Ce procès verbal non contesté par la locataire fait état de diverses dégradations ainsi que d’une grande saleté du logement avec la présence de détritus divers dans toutes les pièces ('la maison est entièrement sale, le sol en général est jonché de détritus divers dans toutes les pièces. Les menuiseries sont également sales..')
Ces détériorations telles qu’elles résultent du procès-verbal de constat d’huissier établi lors de la sortie des lieux ne relèvent manifestement pas d’un simple usage normal et légitime de la chose louée.
Le coût du nettoyage tel que réclamé par les époux X et justifié par la production d’un devis du 10/10/2005,sera donc mis à la charge de Mlle Y Z, qui ne le conteste pas n’ayant pas conclu sur ce point.
Mlle Y Z sera condamnée au paiement de la somme de 2.300 euros.
— Sur la demande de délais de paiement :
Le premier juge a débouté Mlle Y Z de sa demande de délais.

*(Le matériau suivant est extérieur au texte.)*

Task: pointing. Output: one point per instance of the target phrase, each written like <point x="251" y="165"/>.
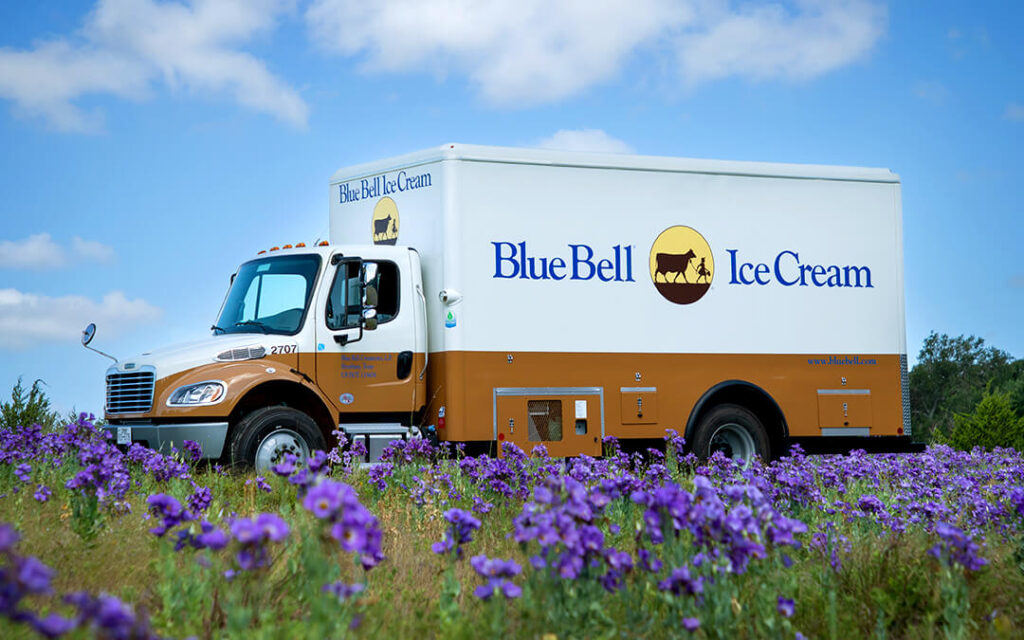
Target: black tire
<point x="728" y="428"/>
<point x="294" y="427"/>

Le jugement doit être confirmé.
En effet Mlle Y Z qui prétend disposer que du montant du revenu minimum d’insertion pour vivre ne donne pas tous les éléments sur le montant réel de ses revenus, la saisie attribution faite sur ses comptes bancaires ayant démontré qu’ils étaient alimentés par d’autres fonds importants (5.000 € et 1.241 €) sur l’origine desquels elle n’a fourni aucune explication.
De plus Mlle Y Z n’a pas versé la moindre somme volontairement depuis le mois d’août 2004 et a déjà bénéficié, de part la procédure d’appel, des plus larges délais de paiement.

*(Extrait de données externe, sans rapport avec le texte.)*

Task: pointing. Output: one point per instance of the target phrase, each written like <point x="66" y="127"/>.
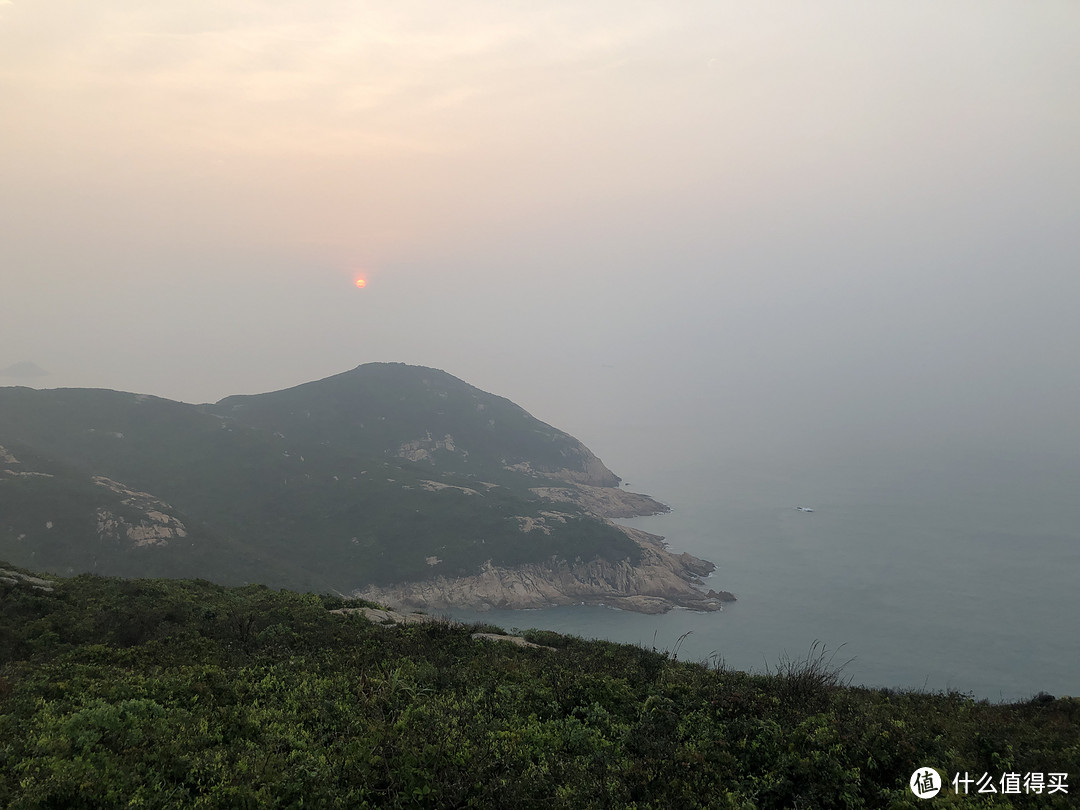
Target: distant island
<point x="400" y="484"/>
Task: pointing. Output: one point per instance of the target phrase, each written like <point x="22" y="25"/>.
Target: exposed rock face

La décision de première instance doit être également confirmée pour le surplus puisque si la dévolution s’est opérée pour le tout en vertu de l’alinéa 2 de l’article 562 du nouveau code de procédure civile, aucune critique n’est formulée par l’un ou l’autre des parties sur l’ensemble de ses autres dispositions.
Il sera seulement précisé que le commandement de payer rappelant la clause résolutoire ayant été délivré le 8 août 2004, le bail s’est trouvé résilié de plein droit à compter du 8 octobre 2004.
— Sur les demandes annexes :
Melle Y Z qui succombe partiellement en appel et qui reste débitrice de sommes importantes doit les dépens d’appel.
Eu égard aux circonstances de la cause et à la position des parties, il n’apparaît pas inéquitable de laisser à la charge des époux X la totalité des frais exposés pour se défendre et assurer leur représentation en justice et non compris dans les dépens, ce qui commande le rejet de leur demande à ce même titre en appel.
PAR CES MOTIFS
La cour
Confirme le jugement du tribunal d’instance de Castelsarrasin en date du 3 mars 2005.
Y ajoutant,
Condamne M. et Mme A X à payer à Mlle Y Z la somme de 1.000 euros à titre de dommages intérêts.
Condamne Mlle Y Z à payer la somme supplémentaire de 2.300 euros au titre des réparations locatives.
Ordonne la compensation entre les créances réciproques des parties.
Déboute M. et Mme A X de leur demande au titre de l’article 700 du nouveau code de procédure civile.
Condamne Mlle Y Z aux dépens d’appel qui seront recouvrés comme en matière d’aide juridictionnelle et avec distraction au profit de la S.C.P.BOYER- LESCAT- MERLE, avoués, conformément à l’article 699 du nouveau code de procédure civile.